A comprehensive guide to connect R to Amazon Redshift

[This article was first published on R - Data Science Heroes Blog, and kindly contributed to R-bloggers]. (You can report issue about the content on this page here)
Want to share your content on R-bloggers? click here if you have a blog, or here if you don't.

A comprehensive guide to connect R to Amazon Redshift

Amazon Redshift is one of the hottest databases for Data Warehousing right now, it’s one of the most cost-effective solutions available, and allows for integration with many popular BI tools. Unfortunately, the status of the drivers compatibility is a little more shaky, but there is a way to make it work very nicely with R!

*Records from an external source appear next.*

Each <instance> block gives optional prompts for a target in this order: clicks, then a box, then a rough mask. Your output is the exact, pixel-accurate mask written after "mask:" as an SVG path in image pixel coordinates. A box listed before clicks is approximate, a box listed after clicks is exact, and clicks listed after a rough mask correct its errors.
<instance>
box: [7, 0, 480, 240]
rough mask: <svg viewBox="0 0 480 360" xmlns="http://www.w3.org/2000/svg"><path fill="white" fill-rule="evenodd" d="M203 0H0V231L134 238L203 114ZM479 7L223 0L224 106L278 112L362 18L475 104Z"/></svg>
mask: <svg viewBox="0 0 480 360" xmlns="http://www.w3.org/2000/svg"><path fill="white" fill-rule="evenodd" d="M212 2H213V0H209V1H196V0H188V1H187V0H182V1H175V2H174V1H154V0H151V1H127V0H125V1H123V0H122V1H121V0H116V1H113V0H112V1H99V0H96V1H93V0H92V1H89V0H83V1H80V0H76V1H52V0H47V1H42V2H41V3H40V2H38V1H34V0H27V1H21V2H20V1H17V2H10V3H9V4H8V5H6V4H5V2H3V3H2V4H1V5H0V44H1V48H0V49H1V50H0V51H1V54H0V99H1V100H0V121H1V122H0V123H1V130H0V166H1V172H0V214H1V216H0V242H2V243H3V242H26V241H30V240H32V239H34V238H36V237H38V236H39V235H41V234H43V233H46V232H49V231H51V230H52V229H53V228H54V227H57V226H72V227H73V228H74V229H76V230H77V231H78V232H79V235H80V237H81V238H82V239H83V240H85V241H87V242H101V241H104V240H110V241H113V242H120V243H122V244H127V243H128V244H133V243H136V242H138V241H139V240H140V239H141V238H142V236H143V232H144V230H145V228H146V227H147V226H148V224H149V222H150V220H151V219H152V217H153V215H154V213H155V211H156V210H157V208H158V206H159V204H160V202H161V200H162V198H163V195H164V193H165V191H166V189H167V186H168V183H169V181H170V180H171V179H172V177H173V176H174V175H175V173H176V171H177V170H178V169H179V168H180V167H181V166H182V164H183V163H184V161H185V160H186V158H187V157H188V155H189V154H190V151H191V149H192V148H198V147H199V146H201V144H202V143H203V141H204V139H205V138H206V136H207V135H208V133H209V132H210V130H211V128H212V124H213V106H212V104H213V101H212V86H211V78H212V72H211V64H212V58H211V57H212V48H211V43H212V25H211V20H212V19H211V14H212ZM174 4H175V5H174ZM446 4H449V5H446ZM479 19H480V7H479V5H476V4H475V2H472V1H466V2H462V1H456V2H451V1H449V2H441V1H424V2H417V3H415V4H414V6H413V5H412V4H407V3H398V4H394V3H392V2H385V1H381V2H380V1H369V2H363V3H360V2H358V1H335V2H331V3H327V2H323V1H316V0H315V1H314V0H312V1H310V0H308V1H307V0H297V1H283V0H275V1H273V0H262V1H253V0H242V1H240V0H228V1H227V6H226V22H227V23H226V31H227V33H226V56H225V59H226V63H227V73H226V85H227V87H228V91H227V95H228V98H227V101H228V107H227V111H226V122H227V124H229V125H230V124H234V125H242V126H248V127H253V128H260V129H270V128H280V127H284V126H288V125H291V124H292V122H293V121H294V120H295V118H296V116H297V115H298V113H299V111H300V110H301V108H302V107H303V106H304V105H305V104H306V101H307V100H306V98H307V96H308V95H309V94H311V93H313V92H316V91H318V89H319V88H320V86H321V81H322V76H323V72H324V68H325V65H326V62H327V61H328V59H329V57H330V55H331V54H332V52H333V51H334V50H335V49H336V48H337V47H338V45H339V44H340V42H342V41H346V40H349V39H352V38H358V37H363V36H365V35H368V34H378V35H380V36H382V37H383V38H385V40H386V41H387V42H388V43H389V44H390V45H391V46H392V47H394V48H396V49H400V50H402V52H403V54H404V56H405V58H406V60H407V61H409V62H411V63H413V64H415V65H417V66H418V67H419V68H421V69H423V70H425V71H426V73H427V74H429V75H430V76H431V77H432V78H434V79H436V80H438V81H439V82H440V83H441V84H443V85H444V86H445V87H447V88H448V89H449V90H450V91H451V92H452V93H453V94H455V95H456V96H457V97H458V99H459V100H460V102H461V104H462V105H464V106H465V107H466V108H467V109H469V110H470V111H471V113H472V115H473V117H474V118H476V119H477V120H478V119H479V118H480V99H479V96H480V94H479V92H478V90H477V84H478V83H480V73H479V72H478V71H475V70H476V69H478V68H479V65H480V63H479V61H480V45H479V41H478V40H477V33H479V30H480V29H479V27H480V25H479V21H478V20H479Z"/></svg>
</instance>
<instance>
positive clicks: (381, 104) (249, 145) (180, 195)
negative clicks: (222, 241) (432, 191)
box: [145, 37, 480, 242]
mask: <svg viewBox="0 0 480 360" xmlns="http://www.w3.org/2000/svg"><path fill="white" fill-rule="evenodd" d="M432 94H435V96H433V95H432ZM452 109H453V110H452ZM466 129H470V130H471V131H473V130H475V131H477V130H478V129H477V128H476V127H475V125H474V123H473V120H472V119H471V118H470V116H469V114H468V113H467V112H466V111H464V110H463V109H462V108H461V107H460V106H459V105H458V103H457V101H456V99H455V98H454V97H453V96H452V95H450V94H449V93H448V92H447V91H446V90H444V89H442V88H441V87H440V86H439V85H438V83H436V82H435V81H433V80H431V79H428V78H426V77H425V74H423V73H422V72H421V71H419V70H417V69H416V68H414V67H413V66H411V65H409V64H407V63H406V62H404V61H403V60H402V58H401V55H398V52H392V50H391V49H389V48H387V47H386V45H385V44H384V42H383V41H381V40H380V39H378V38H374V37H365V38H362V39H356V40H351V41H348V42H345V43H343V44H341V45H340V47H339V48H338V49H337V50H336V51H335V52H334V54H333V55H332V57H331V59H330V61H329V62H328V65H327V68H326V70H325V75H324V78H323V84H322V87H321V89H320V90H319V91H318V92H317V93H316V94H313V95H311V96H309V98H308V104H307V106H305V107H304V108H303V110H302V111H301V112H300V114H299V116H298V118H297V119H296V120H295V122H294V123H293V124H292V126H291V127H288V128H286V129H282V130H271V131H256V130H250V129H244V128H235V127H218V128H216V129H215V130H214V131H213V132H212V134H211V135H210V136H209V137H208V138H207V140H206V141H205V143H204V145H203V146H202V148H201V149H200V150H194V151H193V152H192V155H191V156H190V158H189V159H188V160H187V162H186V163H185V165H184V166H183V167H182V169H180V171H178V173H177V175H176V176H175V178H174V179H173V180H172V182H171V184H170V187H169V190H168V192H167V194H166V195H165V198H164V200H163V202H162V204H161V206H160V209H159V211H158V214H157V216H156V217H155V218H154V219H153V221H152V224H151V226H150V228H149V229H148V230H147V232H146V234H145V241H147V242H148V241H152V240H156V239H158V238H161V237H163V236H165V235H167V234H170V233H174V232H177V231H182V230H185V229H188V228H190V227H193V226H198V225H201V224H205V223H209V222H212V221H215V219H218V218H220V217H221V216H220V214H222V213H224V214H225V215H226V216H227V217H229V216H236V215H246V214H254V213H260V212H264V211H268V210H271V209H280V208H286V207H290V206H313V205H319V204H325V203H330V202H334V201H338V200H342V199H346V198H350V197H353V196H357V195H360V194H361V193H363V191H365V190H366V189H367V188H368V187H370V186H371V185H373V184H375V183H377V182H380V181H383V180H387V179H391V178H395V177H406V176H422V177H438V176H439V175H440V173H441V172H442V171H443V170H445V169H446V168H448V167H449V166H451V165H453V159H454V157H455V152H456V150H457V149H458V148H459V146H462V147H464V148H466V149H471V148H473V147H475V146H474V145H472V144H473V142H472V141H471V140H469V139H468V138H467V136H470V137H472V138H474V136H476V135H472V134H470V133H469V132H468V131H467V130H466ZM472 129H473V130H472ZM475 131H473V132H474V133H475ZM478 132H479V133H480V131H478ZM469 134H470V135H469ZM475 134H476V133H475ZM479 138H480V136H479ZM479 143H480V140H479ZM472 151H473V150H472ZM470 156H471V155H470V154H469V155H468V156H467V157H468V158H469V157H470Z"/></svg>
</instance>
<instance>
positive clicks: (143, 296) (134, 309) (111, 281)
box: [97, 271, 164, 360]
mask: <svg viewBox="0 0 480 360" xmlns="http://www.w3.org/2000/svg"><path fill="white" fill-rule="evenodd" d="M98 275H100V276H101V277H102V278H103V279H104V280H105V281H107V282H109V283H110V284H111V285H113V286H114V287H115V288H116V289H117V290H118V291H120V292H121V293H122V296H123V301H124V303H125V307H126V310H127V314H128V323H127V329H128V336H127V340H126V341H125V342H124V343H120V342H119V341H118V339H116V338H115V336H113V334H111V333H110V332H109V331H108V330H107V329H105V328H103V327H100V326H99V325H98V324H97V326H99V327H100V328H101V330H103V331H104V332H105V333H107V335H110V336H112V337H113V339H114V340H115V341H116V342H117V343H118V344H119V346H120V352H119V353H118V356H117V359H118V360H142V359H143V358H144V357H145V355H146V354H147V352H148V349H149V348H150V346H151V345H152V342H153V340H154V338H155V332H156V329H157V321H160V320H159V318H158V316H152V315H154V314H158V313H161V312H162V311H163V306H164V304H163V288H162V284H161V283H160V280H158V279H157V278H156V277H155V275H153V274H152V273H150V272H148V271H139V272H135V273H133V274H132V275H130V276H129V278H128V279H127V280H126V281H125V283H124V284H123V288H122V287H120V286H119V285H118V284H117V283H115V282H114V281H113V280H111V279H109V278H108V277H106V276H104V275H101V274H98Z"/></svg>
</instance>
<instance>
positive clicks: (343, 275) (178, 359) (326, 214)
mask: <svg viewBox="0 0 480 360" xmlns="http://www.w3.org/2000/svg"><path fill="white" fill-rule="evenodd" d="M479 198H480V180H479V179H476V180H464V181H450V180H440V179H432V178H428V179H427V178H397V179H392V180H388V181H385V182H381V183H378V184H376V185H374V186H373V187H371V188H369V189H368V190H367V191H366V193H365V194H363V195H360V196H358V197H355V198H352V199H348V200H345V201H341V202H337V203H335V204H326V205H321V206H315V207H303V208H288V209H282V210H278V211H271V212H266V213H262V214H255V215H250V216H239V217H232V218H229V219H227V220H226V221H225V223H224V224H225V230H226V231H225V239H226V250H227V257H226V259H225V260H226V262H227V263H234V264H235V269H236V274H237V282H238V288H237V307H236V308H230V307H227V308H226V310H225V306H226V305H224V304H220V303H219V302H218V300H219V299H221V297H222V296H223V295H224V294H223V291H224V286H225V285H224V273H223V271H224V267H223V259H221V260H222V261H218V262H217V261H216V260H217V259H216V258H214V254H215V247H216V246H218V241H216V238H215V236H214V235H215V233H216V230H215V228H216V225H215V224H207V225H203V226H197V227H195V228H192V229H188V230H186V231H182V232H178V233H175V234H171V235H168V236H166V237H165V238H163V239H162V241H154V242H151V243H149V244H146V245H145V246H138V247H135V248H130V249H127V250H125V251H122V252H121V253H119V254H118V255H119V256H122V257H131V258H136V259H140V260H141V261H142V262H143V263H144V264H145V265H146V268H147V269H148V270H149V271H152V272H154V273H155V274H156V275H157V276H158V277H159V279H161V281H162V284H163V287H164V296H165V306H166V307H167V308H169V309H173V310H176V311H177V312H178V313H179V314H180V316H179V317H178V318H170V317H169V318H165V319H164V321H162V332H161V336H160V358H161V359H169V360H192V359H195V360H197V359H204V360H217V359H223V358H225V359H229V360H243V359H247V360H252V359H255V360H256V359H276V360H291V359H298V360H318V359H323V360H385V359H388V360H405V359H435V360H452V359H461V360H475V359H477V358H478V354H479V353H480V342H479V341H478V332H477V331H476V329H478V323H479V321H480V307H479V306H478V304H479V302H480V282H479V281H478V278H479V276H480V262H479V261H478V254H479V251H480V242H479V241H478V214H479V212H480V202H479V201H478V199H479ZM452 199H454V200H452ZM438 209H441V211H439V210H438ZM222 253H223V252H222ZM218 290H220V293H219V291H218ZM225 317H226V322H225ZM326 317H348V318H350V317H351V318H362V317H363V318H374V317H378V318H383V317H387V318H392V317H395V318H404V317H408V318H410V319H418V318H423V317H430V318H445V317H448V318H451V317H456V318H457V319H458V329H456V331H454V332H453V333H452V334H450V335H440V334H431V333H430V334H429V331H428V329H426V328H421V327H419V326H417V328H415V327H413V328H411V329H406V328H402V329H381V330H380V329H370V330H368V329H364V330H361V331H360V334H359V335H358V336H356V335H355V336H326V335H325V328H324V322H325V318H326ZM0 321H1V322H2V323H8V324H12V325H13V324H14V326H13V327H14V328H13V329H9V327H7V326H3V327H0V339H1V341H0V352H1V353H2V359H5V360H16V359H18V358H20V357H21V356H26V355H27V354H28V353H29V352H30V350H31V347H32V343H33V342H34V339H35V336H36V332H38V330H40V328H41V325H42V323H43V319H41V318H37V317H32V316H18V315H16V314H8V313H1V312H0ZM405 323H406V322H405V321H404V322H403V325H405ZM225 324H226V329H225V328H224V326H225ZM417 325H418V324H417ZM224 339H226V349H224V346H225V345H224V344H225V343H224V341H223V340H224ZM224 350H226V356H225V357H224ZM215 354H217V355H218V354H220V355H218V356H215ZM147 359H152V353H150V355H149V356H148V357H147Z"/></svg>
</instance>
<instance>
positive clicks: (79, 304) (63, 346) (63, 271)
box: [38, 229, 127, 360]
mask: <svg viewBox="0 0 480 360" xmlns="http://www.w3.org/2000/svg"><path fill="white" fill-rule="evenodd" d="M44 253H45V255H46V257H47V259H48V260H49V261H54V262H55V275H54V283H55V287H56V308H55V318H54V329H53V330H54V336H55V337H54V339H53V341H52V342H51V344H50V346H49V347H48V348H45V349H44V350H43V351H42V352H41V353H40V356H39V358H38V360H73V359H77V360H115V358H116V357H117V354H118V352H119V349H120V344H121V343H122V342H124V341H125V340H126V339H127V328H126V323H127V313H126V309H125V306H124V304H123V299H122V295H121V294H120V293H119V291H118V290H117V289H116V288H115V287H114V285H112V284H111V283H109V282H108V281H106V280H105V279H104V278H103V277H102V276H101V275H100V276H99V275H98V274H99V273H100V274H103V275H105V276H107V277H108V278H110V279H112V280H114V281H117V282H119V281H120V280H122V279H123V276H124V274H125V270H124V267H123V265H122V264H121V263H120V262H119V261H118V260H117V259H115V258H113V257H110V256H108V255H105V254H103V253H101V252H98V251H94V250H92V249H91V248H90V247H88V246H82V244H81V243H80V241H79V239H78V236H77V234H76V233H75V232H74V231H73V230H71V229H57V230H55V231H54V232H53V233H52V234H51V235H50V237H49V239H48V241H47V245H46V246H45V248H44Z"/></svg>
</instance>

Originally posted on the Auth0 Blog

First of all, let’s go through the 3 options we have for connecting to Amazon Redshift. For all of the connections, we’ll define these variables for connecting:

dbname="dbname"  
host='my-redshift-url.amazon.com'  
port='5439'  
user='myuser'  
password='mypassword'  

RJDBC

This is the “official” way to use Amazon Redshift with R, using the JDBC driver on SQL Workbench/J is the official way to connect to it according to the documentation, and this driver can be loaded like this:

# Save the driver into a directory
dir.create('~/.redshiftTools')  
download.file('http://s3.amazonaws.com/redshift-downloads/drivers/RedshiftJDBC41-1.1.9.1009.jar','~/.redshiftTools/redshift-driver.jar')  
install.packages('RJDBC')  

suppressPackageStartupMessages(library(RJDBC))

# Use Redshift driver
driver <- JDBC("com.amazon.redshift.jdbc41.Driver", "~/.redshiftTools/redshift-driver.jar", identifier.quote="`")

# Create connection    
url <- sprintf("jdbc:redshift://%s:%s/%s?tcpKeepAlive=true&ssl=true&sslfactory=com.amazon.redshift.ssl.NonValidatingFactory", host, port, dbname)  
jconn <- dbConnect(driver, url, user, password)  

Of course you can change the url with the options you need for your particular setup. The first 3 lines you only need to run them once, they download Redshift's official JDBC driver and install the RJDBC package.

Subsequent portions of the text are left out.